Montag, 21. Oktober 2013

Kurban Bayramınız Mübarek Olsun!

Oder auch schlicht und einfach Fröhliches Opferfest! Kurban Bayramı wird im Islam in Erinnerung an den Propheten Ibrahim (bei uns hört der Gute auf den Namen Abraham) gefeiert, der Allah sogar seinen eigenen Sohn geopfert hätte. Kinder kamen bei uns allerdings nicht auf den Tisch (hoff ich zumindest). Da meine ehemalige, sehr religiöse Gastfamilie schon Wochen vorher von diesen hohen muslimischen Feiertagen erzählt hat und Vorbereitungen für das Fest getroffen hat, war ich sehr gespannt was mich so erwartet.
Die Antwort: Nicht sonderlich viel. Denn einzigen Brauch denn ich bei meiner neuen Gastfamilie, die sich als „flexible muslims“ bezeichnet, mitbekommen habe, ist der Teller mit kleinen Stücken „Opferfleisch“ zum Frühstück. Und sogar ich als eigentlich überzeugter Vegetarier muss zugeben: Sehr, sehr lecker! Aber das trifft ja hier sowieso auf fast alles zu. Ansonsten war 4 Tage entspannen angesagt. Dass heisst bis 12 Uhr schlafen, dann erstmal g’scheit was essen, zuhause oder bei den Nachbarn auf der Couch rumhaengen und literweise Çay und Kaffee trinken und so lange aufbleiben bis auf Skype nur noch der Echo Sound Test Service online ist.

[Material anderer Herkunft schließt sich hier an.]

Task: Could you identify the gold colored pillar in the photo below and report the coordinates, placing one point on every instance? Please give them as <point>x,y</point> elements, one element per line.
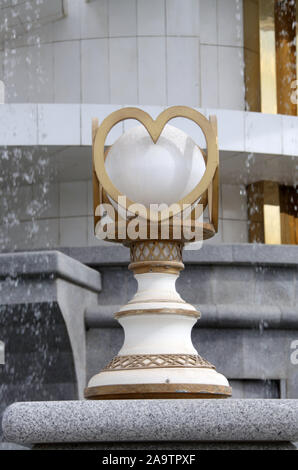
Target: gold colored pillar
<point>267,57</point>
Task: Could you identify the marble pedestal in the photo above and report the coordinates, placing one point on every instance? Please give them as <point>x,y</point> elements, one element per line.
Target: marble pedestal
<point>154,424</point>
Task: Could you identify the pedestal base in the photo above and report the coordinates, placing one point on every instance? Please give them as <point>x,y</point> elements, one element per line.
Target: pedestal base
<point>161,391</point>
<point>153,423</point>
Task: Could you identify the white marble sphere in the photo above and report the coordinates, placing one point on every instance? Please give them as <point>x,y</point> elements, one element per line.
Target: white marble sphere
<point>150,173</point>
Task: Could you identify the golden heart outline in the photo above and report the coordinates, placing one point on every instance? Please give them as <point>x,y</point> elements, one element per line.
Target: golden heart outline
<point>154,129</point>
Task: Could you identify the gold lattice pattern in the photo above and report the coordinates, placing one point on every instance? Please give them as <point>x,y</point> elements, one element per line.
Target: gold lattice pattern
<point>152,361</point>
<point>156,251</point>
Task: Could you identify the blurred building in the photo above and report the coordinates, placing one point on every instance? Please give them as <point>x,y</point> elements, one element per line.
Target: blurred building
<point>64,62</point>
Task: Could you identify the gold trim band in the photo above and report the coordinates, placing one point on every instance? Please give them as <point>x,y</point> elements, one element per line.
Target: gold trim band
<point>157,361</point>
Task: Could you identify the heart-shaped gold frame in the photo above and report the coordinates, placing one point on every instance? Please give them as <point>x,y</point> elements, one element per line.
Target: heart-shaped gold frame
<point>155,128</point>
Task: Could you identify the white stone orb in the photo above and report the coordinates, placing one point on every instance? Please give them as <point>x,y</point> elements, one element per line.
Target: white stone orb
<point>150,173</point>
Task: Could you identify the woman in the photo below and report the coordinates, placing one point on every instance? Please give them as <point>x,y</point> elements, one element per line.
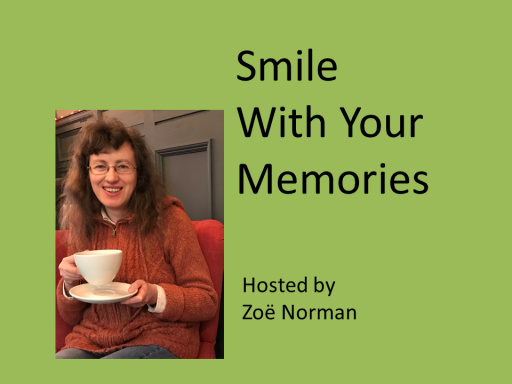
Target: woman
<point>115,200</point>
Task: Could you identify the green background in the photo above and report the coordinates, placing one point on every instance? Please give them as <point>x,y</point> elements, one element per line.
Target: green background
<point>429,275</point>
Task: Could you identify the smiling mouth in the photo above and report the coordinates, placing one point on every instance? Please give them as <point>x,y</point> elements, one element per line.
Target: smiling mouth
<point>112,190</point>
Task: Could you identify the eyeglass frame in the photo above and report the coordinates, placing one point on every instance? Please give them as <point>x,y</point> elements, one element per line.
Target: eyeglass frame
<point>132,167</point>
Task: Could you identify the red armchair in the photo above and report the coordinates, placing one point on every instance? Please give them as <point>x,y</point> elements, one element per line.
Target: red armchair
<point>210,234</point>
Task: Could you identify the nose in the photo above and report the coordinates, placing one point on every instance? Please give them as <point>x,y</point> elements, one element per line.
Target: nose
<point>111,176</point>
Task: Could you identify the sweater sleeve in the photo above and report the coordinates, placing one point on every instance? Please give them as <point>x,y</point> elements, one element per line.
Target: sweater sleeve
<point>71,311</point>
<point>192,298</point>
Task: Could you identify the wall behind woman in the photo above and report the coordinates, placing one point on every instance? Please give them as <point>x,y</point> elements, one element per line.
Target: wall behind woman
<point>189,152</point>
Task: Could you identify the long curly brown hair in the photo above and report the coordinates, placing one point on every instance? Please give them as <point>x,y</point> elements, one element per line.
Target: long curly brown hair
<point>81,204</point>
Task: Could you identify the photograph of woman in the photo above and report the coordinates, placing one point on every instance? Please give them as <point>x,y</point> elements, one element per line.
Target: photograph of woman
<point>114,198</point>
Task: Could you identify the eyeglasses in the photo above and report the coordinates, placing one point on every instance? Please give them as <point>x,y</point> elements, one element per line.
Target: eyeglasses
<point>102,169</point>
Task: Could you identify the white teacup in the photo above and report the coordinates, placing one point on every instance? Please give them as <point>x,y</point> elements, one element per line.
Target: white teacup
<point>99,267</point>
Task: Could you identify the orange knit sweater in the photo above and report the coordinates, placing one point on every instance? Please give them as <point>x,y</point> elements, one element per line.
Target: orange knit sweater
<point>180,269</point>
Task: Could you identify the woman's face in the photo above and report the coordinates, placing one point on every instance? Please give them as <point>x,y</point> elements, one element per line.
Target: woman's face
<point>112,189</point>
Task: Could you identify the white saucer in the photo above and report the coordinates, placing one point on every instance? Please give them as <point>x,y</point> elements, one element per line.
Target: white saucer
<point>111,293</point>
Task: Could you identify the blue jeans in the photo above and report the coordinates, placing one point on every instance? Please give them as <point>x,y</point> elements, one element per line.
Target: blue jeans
<point>138,352</point>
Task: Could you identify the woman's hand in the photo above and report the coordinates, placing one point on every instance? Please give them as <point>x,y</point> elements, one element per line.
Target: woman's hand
<point>69,272</point>
<point>147,294</point>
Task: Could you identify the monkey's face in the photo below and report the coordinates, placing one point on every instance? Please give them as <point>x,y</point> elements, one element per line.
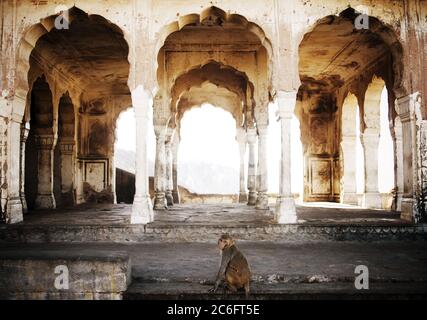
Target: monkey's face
<point>222,244</point>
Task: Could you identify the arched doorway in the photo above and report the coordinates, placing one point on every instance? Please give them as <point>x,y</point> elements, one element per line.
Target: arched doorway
<point>347,61</point>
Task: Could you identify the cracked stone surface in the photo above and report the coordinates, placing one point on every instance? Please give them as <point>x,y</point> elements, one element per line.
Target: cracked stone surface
<point>160,267</point>
<point>212,214</point>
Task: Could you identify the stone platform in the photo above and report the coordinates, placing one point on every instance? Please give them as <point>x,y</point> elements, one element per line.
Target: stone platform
<point>92,274</point>
<point>204,223</point>
<point>299,270</point>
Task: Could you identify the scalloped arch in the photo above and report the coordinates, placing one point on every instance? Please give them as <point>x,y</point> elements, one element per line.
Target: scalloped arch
<point>233,18</point>
<point>383,30</point>
<point>33,33</point>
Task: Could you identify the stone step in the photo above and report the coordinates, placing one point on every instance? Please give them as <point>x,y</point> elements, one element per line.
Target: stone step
<point>91,274</point>
<point>22,233</point>
<point>292,291</point>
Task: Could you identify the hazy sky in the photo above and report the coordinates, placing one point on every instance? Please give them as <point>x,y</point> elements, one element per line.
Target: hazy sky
<point>208,137</point>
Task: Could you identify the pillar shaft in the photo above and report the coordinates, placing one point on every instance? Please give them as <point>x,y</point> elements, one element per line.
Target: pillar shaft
<point>45,198</point>
<point>408,108</point>
<point>142,210</point>
<point>370,141</point>
<point>348,145</point>
<point>25,129</point>
<point>252,138</point>
<point>241,142</point>
<point>169,159</point>
<point>285,207</point>
<point>160,169</point>
<point>14,212</point>
<point>175,148</point>
<point>399,177</point>
<point>67,171</point>
<point>262,172</point>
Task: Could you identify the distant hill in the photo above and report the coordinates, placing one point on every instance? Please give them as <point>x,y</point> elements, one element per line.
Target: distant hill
<point>201,178</point>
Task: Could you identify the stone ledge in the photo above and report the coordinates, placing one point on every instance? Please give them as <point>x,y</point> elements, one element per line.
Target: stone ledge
<point>93,274</point>
<point>209,233</point>
<point>340,291</point>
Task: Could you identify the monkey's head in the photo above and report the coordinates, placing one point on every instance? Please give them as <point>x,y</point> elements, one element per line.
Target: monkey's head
<point>225,241</point>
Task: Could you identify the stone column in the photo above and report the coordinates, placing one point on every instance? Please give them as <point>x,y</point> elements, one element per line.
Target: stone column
<point>45,198</point>
<point>25,129</point>
<point>285,206</point>
<point>262,172</point>
<point>349,195</point>
<point>251,138</point>
<point>241,142</point>
<point>397,135</point>
<point>3,161</point>
<point>160,168</point>
<point>170,132</point>
<point>142,210</point>
<point>14,206</point>
<point>370,142</point>
<point>67,170</point>
<point>407,108</point>
<point>175,148</point>
<point>348,146</point>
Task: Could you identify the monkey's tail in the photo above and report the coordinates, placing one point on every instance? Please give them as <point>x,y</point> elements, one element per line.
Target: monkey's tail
<point>247,290</point>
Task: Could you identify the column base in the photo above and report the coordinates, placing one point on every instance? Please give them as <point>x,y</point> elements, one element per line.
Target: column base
<point>285,211</point>
<point>176,197</point>
<point>372,200</point>
<point>262,201</point>
<point>350,198</point>
<point>160,201</point>
<point>14,211</point>
<point>251,198</point>
<point>169,198</point>
<point>142,210</point>
<point>45,201</point>
<point>243,197</point>
<point>24,205</point>
<point>398,201</point>
<point>408,209</point>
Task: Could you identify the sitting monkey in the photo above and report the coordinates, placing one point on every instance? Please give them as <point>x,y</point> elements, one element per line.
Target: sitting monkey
<point>234,269</point>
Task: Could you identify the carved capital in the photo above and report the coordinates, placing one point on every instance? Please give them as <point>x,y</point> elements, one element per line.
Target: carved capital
<point>25,129</point>
<point>408,107</point>
<point>286,102</point>
<point>251,136</point>
<point>45,142</point>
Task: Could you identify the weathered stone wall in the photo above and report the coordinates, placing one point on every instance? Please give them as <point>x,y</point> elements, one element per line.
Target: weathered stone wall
<point>114,52</point>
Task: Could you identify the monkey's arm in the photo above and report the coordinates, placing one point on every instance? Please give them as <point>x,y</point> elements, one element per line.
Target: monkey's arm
<point>225,260</point>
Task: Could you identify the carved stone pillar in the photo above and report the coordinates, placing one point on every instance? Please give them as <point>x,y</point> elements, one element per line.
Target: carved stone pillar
<point>175,148</point>
<point>262,172</point>
<point>407,108</point>
<point>142,210</point>
<point>169,159</point>
<point>45,198</point>
<point>370,142</point>
<point>241,142</point>
<point>285,206</point>
<point>3,160</point>
<point>348,145</point>
<point>251,138</point>
<point>67,171</point>
<point>160,169</point>
<point>14,204</point>
<point>397,135</point>
<point>25,129</point>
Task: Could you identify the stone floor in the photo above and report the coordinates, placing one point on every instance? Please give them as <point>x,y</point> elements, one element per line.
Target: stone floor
<point>211,214</point>
<point>161,270</point>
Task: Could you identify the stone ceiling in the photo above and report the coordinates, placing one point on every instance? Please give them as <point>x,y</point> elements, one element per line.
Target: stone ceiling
<point>92,52</point>
<point>335,52</point>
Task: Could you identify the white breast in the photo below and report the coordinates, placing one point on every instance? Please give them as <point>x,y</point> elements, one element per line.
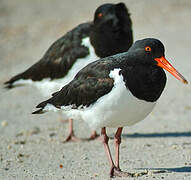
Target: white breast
<point>47,87</point>
<point>118,108</point>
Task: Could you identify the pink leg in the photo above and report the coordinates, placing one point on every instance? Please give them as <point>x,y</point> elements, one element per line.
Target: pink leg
<point>93,136</point>
<point>114,171</point>
<point>117,144</point>
<point>71,136</point>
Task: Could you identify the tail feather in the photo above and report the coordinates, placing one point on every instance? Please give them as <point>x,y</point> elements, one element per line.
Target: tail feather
<point>39,111</point>
<point>41,106</point>
<point>10,83</point>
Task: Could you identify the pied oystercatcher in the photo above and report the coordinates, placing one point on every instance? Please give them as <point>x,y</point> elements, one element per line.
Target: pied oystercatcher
<point>82,45</point>
<point>116,91</point>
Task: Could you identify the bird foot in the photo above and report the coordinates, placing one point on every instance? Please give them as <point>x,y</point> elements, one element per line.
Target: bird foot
<point>93,136</point>
<point>116,172</point>
<point>72,137</point>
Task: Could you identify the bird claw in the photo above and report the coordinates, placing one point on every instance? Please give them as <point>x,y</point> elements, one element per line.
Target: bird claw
<point>116,172</point>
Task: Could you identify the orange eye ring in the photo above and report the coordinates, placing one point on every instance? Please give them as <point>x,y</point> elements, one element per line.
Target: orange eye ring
<point>100,15</point>
<point>148,48</point>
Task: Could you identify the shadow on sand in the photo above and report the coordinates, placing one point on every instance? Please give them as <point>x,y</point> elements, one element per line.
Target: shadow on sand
<point>186,169</point>
<point>157,135</point>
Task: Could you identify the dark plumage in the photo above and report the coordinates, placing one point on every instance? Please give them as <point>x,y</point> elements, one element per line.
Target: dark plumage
<point>113,27</point>
<point>116,91</point>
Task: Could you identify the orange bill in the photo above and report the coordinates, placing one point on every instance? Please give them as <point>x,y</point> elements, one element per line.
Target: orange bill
<point>163,63</point>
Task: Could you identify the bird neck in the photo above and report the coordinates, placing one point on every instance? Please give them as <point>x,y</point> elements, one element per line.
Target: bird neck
<point>107,42</point>
<point>145,82</point>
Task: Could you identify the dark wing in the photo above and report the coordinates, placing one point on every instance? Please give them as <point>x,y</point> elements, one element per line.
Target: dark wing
<point>59,58</point>
<point>86,88</point>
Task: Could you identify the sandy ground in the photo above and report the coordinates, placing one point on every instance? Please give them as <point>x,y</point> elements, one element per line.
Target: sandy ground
<point>31,146</point>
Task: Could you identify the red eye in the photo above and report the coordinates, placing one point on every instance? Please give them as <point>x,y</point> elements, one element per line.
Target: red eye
<point>100,15</point>
<point>148,48</point>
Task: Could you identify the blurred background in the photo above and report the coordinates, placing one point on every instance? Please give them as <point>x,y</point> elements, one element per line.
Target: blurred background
<point>28,28</point>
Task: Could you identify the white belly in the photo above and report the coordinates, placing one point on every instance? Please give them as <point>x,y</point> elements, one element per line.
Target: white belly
<point>118,108</point>
<point>47,86</point>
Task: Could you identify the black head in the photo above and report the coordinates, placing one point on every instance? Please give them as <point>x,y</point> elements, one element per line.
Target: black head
<point>151,51</point>
<point>112,30</point>
<point>112,17</point>
<point>146,50</point>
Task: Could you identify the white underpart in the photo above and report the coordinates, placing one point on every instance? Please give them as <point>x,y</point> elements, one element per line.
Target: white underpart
<point>47,86</point>
<point>118,108</point>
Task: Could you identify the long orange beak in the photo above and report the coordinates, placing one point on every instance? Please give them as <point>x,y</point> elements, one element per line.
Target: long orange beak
<point>162,62</point>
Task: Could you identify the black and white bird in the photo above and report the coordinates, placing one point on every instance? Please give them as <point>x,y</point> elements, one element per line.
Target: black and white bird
<point>110,33</point>
<point>115,91</point>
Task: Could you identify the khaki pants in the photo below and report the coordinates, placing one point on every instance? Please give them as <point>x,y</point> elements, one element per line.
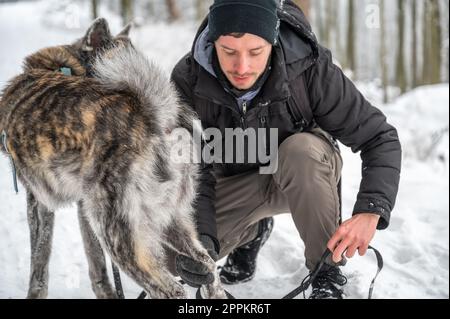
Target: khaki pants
<point>305,185</point>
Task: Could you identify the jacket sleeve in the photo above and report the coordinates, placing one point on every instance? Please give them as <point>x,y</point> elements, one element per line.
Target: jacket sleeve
<point>204,204</point>
<point>341,110</point>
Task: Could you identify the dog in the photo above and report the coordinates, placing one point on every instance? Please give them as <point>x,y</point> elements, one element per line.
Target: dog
<point>91,123</point>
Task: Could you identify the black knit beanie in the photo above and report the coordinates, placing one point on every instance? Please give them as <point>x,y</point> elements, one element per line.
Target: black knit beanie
<point>258,17</point>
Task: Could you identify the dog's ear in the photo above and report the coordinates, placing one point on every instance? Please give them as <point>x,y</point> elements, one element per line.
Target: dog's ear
<point>125,31</point>
<point>97,36</point>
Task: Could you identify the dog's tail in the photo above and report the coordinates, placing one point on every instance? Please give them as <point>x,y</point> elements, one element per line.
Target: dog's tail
<point>124,67</point>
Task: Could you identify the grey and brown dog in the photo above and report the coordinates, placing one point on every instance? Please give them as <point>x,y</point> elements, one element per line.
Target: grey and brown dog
<point>101,137</point>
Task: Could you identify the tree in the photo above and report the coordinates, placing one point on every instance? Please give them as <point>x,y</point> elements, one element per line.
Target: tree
<point>94,7</point>
<point>400,63</point>
<point>305,5</point>
<point>351,37</point>
<point>414,62</point>
<point>174,13</point>
<point>432,45</point>
<point>383,52</point>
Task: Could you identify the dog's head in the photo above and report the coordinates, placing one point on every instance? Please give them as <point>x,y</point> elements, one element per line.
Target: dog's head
<point>78,57</point>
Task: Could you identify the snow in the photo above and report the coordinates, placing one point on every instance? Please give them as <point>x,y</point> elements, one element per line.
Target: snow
<point>415,247</point>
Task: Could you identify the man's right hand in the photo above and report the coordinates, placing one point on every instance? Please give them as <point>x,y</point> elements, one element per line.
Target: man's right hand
<point>193,272</point>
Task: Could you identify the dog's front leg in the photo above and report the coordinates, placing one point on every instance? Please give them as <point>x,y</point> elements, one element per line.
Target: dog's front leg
<point>96,259</point>
<point>40,221</point>
<point>183,237</point>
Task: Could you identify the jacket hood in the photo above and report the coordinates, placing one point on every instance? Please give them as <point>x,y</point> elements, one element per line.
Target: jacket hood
<point>296,39</point>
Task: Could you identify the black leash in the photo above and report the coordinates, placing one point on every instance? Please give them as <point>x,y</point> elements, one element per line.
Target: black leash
<point>306,282</point>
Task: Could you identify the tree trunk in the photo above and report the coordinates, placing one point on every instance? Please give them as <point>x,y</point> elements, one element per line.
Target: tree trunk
<point>126,8</point>
<point>351,38</point>
<point>305,5</point>
<point>174,13</point>
<point>383,53</point>
<point>414,62</point>
<point>94,7</point>
<point>400,63</point>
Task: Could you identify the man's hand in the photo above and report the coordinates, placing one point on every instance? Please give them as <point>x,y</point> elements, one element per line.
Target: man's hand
<point>353,234</point>
<point>195,273</point>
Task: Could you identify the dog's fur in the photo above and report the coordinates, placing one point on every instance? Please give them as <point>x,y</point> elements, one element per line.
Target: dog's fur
<point>101,137</point>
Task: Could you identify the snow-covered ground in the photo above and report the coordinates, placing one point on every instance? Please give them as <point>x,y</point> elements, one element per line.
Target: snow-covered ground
<point>415,247</point>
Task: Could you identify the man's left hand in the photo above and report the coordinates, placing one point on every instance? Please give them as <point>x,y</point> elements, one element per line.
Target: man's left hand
<point>354,234</point>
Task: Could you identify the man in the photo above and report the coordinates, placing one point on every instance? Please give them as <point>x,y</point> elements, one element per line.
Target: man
<point>253,66</point>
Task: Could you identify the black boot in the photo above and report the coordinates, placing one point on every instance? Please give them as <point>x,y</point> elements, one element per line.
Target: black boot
<point>325,285</point>
<point>240,265</point>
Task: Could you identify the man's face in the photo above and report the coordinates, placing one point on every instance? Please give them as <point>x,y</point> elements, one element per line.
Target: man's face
<point>243,60</point>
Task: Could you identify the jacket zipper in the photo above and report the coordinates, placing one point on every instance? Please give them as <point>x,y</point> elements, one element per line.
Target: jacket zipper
<point>264,125</point>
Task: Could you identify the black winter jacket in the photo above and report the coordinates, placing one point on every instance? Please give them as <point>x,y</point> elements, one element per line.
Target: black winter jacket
<point>337,107</point>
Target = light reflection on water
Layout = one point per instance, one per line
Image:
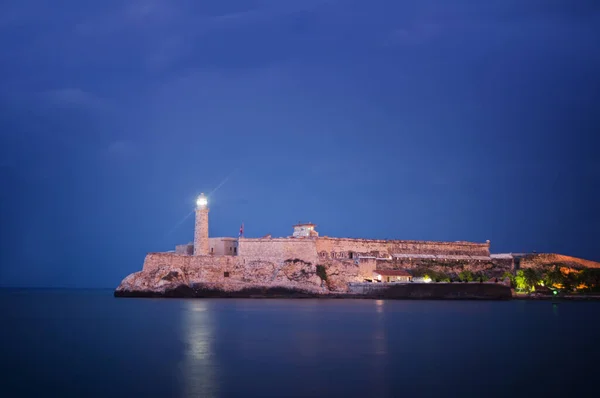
(92, 345)
(198, 365)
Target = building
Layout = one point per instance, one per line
(361, 259)
(304, 230)
(392, 275)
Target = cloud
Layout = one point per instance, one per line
(72, 98)
(415, 35)
(121, 149)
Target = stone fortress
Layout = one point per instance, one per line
(315, 264)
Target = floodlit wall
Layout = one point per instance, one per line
(278, 249)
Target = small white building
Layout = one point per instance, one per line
(392, 275)
(303, 230)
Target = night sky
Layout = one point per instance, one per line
(435, 120)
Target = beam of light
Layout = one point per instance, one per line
(209, 195)
(179, 223)
(223, 182)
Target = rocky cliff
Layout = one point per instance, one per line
(175, 275)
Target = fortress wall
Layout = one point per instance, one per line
(341, 247)
(157, 260)
(366, 266)
(279, 249)
(205, 268)
(546, 259)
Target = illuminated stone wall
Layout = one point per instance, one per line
(547, 259)
(278, 249)
(201, 242)
(343, 248)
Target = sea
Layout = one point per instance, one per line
(86, 343)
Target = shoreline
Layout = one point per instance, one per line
(398, 292)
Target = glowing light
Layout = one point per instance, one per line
(201, 201)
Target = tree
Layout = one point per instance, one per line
(466, 275)
(531, 278)
(520, 281)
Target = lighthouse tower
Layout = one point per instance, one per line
(201, 244)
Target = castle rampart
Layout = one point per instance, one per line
(545, 259)
(321, 265)
(278, 249)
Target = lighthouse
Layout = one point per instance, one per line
(201, 243)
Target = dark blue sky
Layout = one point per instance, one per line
(441, 120)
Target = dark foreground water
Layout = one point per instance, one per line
(89, 344)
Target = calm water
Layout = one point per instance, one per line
(89, 344)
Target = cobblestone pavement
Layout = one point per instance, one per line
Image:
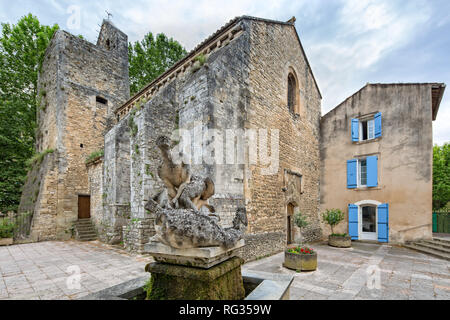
(404, 274)
(43, 270)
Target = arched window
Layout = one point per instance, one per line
(292, 93)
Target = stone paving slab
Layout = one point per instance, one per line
(41, 270)
(353, 273)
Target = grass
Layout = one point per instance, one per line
(94, 155)
(38, 157)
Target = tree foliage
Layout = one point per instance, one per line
(22, 48)
(332, 217)
(441, 176)
(150, 57)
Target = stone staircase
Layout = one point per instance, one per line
(438, 247)
(84, 230)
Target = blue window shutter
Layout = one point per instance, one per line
(378, 130)
(351, 174)
(353, 221)
(372, 171)
(355, 130)
(383, 222)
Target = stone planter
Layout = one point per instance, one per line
(302, 262)
(339, 241)
(6, 241)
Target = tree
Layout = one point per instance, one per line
(22, 48)
(150, 58)
(441, 176)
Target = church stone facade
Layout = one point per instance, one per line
(243, 105)
(78, 87)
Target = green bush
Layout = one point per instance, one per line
(300, 220)
(6, 228)
(38, 157)
(94, 155)
(333, 217)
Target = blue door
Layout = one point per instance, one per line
(353, 221)
(383, 222)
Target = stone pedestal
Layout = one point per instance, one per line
(176, 282)
(208, 273)
(205, 257)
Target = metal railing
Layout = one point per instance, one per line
(20, 223)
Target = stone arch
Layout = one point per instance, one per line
(292, 91)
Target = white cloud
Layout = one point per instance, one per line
(365, 33)
(346, 40)
(441, 126)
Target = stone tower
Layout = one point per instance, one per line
(79, 87)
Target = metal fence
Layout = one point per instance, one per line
(21, 224)
(441, 222)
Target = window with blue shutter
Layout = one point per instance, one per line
(372, 171)
(353, 230)
(355, 130)
(377, 120)
(383, 222)
(351, 174)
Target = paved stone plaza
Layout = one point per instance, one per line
(40, 270)
(342, 274)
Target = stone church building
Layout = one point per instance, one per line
(247, 100)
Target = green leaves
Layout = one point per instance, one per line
(300, 220)
(150, 58)
(441, 176)
(333, 217)
(22, 48)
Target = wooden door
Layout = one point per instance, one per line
(84, 207)
(290, 213)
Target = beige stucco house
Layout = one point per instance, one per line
(376, 161)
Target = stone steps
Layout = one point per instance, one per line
(441, 244)
(436, 247)
(84, 230)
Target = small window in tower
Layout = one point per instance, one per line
(101, 100)
(291, 93)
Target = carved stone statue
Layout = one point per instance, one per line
(186, 228)
(179, 222)
(175, 176)
(196, 194)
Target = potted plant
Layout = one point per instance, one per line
(300, 258)
(6, 232)
(340, 240)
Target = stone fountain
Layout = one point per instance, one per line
(195, 256)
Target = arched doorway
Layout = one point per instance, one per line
(289, 223)
(368, 219)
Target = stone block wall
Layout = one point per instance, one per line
(79, 83)
(267, 195)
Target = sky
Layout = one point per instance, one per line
(348, 42)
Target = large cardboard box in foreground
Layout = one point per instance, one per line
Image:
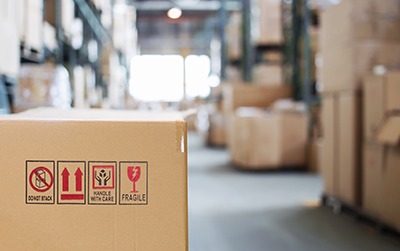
(93, 180)
(341, 147)
(268, 141)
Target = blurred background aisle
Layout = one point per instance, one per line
(295, 134)
(235, 211)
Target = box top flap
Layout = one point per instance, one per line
(97, 115)
(389, 130)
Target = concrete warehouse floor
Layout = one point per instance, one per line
(238, 211)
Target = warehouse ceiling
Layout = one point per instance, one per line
(190, 34)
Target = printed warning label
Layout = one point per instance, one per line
(133, 183)
(71, 182)
(39, 182)
(102, 182)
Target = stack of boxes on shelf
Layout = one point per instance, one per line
(234, 36)
(381, 155)
(267, 30)
(365, 35)
(216, 135)
(267, 21)
(259, 138)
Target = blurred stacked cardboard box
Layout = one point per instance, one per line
(234, 36)
(267, 31)
(356, 35)
(267, 21)
(260, 139)
(216, 135)
(10, 16)
(381, 155)
(267, 74)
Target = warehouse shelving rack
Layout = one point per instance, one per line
(65, 54)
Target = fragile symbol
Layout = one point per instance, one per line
(134, 175)
(43, 179)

Wo wir grad bei Kaffee sind: Diese Woche kam ich in den Genuss meiner ersten Kaffeesatz-Séance. Dabei wird die Tasse nach dem Trinken einfach auf die Untertasse gestülpt und dann gewartet bis das ganze kalt ist. İn dem Muster, dass sich in der Tasse bildet steht schließlich die Zukunft geschrieben! In meinem Fall der glühende Zorn auf einen Mann mit kurzen schwarzen Haaren. An denen es hier nicht gerade mangelt. Mal sehen mal sehen.
 

Wer hier drin nichts sehen kann...


...der hat eben kein drittes Auge.

Zwischen dem ganzen Rumgegammel muss selbstverständlich auch mal ein bisschen gearbeitet werden: Deutsch-Nachhilfe für meine Gastschwester. Aber auch ich konnte hier noch was dazulernen: Oblowowski, Wallander und (mein Favorit) Bux, sind anscheinend weit verbreitete deutsche Nachnamen. Zumindest wenn man nach dem Arbeitsheft „Vorwärts“ geht. Klar. Müller und Meier sind ja auch langweilig.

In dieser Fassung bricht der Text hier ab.